A drilling industry notion in the pre-rig class delineation days more than a decade ago postulated, “A rig is a rig is a rig.”
Adoption of alternating current variable frequency drive (AC-VFD) drilling technology ended the nostrum of the rig as a commodity service. Yet, the advent of Big Data analytics promises to revive that timeworn cliché in an unexpectedly positive way.
The Big Data movement in oil and gas is loosely bifurcated between production optimization, where benefits accrue to E&P companies from data mining archived well data, and the drilling process, which offers real-time data acquisition via the rig’s instrumentation package.
Those silos promise to converge into a holistic approach that integrates drilling, completion engineering and production optimization into a unified package that delivers better wells with lower lifetime costs.

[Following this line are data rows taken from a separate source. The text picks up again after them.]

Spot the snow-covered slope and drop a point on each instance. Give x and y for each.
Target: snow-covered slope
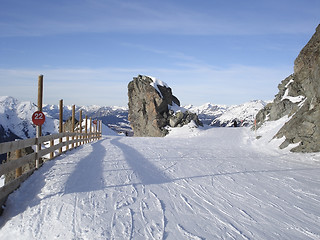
(222, 115)
(15, 117)
(207, 112)
(243, 114)
(196, 183)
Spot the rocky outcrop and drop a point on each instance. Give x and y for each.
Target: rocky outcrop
(299, 98)
(11, 156)
(151, 104)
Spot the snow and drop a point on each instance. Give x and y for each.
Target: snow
(16, 116)
(296, 99)
(196, 183)
(156, 82)
(245, 112)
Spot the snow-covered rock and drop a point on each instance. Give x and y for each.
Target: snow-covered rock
(243, 114)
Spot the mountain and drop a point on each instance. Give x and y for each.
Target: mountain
(207, 112)
(298, 101)
(224, 116)
(243, 114)
(16, 118)
(114, 117)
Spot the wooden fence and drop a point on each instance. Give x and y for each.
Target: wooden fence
(58, 143)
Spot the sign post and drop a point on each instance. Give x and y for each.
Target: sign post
(38, 118)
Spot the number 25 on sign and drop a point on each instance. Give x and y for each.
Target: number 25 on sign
(38, 118)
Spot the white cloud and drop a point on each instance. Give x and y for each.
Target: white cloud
(108, 86)
(35, 18)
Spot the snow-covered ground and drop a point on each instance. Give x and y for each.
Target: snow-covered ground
(214, 183)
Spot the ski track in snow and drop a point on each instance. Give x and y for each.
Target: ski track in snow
(214, 184)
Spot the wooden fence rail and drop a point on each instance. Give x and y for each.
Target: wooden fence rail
(54, 150)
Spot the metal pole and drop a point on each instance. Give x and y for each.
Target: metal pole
(60, 121)
(40, 96)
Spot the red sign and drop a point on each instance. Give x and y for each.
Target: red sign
(38, 118)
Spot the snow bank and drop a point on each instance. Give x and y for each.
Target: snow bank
(156, 82)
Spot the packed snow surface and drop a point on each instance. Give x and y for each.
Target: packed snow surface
(156, 82)
(196, 183)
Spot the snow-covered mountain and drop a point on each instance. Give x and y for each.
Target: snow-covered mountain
(243, 114)
(207, 112)
(15, 119)
(224, 116)
(15, 116)
(114, 117)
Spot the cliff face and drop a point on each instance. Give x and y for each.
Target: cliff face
(149, 113)
(299, 98)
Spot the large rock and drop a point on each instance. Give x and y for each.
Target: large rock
(150, 108)
(299, 98)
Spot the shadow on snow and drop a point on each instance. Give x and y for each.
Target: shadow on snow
(145, 170)
(88, 174)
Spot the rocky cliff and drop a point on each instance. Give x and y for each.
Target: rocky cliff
(299, 98)
(151, 108)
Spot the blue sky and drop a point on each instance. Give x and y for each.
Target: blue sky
(223, 52)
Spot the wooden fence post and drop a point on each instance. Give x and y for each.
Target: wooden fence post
(18, 170)
(40, 96)
(60, 122)
(100, 128)
(90, 131)
(73, 121)
(80, 126)
(86, 130)
(51, 145)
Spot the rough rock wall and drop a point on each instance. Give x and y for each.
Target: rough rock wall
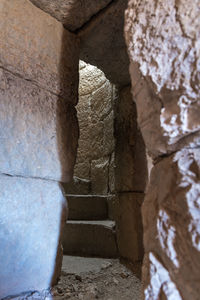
(163, 45)
(130, 176)
(39, 131)
(96, 143)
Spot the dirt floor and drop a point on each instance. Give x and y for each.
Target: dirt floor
(107, 280)
(91, 279)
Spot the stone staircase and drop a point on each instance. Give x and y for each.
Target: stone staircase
(88, 231)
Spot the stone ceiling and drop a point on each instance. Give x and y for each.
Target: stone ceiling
(99, 24)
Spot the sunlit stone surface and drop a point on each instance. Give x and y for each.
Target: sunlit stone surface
(163, 45)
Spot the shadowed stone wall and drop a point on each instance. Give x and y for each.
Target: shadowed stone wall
(130, 177)
(163, 44)
(39, 132)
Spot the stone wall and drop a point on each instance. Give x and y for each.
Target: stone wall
(39, 132)
(96, 142)
(130, 176)
(112, 155)
(163, 44)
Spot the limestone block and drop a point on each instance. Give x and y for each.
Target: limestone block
(112, 173)
(82, 169)
(165, 50)
(91, 78)
(130, 155)
(39, 131)
(35, 46)
(96, 138)
(108, 136)
(101, 101)
(33, 213)
(73, 14)
(99, 175)
(129, 226)
(171, 218)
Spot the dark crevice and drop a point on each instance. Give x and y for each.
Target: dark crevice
(92, 18)
(29, 80)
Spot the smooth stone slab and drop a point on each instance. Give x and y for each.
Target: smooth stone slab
(38, 131)
(32, 212)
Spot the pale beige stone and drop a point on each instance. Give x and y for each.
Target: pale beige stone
(161, 50)
(99, 175)
(171, 213)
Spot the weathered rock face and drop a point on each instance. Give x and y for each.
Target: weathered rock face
(163, 44)
(73, 14)
(42, 61)
(171, 212)
(39, 132)
(33, 212)
(103, 45)
(96, 143)
(97, 23)
(166, 51)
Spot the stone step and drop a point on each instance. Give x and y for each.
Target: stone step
(87, 207)
(90, 238)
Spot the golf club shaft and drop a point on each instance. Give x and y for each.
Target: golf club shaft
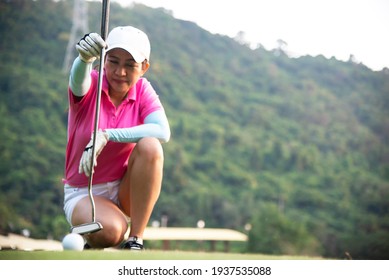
(104, 32)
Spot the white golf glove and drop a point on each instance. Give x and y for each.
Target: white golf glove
(86, 158)
(89, 47)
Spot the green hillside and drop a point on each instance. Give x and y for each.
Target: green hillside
(295, 147)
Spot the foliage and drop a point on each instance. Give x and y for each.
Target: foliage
(296, 147)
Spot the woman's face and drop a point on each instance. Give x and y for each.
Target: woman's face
(122, 71)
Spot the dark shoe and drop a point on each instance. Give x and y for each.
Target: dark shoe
(132, 244)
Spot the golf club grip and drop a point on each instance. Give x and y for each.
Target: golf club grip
(105, 19)
(104, 32)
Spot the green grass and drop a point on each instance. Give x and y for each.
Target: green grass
(145, 255)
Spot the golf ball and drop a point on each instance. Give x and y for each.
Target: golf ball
(73, 241)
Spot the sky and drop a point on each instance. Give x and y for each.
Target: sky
(333, 28)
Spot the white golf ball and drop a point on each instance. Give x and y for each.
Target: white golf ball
(73, 241)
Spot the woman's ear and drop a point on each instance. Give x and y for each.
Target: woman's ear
(145, 66)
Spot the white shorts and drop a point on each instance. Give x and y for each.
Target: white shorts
(72, 195)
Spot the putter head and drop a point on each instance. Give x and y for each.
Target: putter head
(86, 228)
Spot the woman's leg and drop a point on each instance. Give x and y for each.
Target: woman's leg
(141, 185)
(108, 214)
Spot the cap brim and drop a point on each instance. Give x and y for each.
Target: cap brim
(138, 57)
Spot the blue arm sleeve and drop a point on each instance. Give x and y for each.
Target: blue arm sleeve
(80, 79)
(155, 125)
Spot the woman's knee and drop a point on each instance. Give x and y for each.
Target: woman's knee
(150, 148)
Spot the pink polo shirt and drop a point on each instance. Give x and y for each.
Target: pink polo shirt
(112, 162)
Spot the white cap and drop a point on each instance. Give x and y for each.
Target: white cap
(130, 39)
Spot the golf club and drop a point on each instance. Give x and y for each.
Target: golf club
(95, 226)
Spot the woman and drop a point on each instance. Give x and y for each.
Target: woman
(128, 169)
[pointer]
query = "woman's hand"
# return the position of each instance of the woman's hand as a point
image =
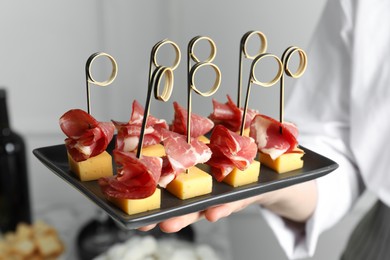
(296, 203)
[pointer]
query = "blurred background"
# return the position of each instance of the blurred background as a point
(44, 45)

Estimates on data volume from the drilling process are up to 7,000 items per second across 20 to 40 channels. But large volumes of data also carry the baggage of large volumes of noise. Efforts are underway to calibrate, normalize and identify the most important features of that rig-generated data stream. The process incorporates complex algorithms, development of key performance indicators and the ability to extract usable parameters for decision-making in real time for well construction via easily understood visualization.
In fact, the data, algorithms to parse the data and the ability to visualize and communicate the result exist now.
In February 2017 Exxon Mobil licensed its Drilling Advisory System and its machine learning algorithms to Pason Systems Inc., the largest provider of rental instrumentation packages for land-based drilling rigs. Pason recently completed a study that showed the licensed advisory system improved ROP by 35% over a 360-well dataset featuring similar properties.
In January 2017 Pason acquired Verdazo Analytics Inc., a software company that creates visual analytic tools, templates and customizable reports integrating public and proprietary data into machine learning processes. Verdazo is integrating wellbore porosity predictions captured via drilling to assist completion engineering.
The end game is to expand beyond drilling a faster lateral into building a better lateral, which leads to reduced costs and mechanical issues, not just in the completion process but compounded over a well’s lifecycle.
Service providers bring significant volumes of data to the table as every new well becomes a datapoint. The benefit from processes, such as machine learning, resides in extracting actionable options from large datasets curated in a way that provides quality information. The ability to capture, store and generate analytics via a simple interface is opening the path for machine learning in real time.
Instrumentation systems and analytics used in machine learning can fit modern AC-VFD rigs and be retrofitted for legacy diesel electric rigs. Technology is no longer the issue; the challenge is overcoming human foibles. Full adoption may require the creation of regional consortia of aggregated drilling data, which allow E&P companies to benefit while preserving individual well anonymity—a concept easier said than done.
Integrating real-time rig data to improve reservoir insight requires a holistic approach from an industry that is characterized by discrete silos of expertise, whether in the form of services or internally across the organization for E&P companies.
Doing so will create tangible benefits in hydrocarbon recovery and cost reduction via better wells by expanding communication between the ROP-focused drilling manager, the IP-focused completions engineer, the EUR-oriented production manager and the internal rate of return-oriented investor relations officer.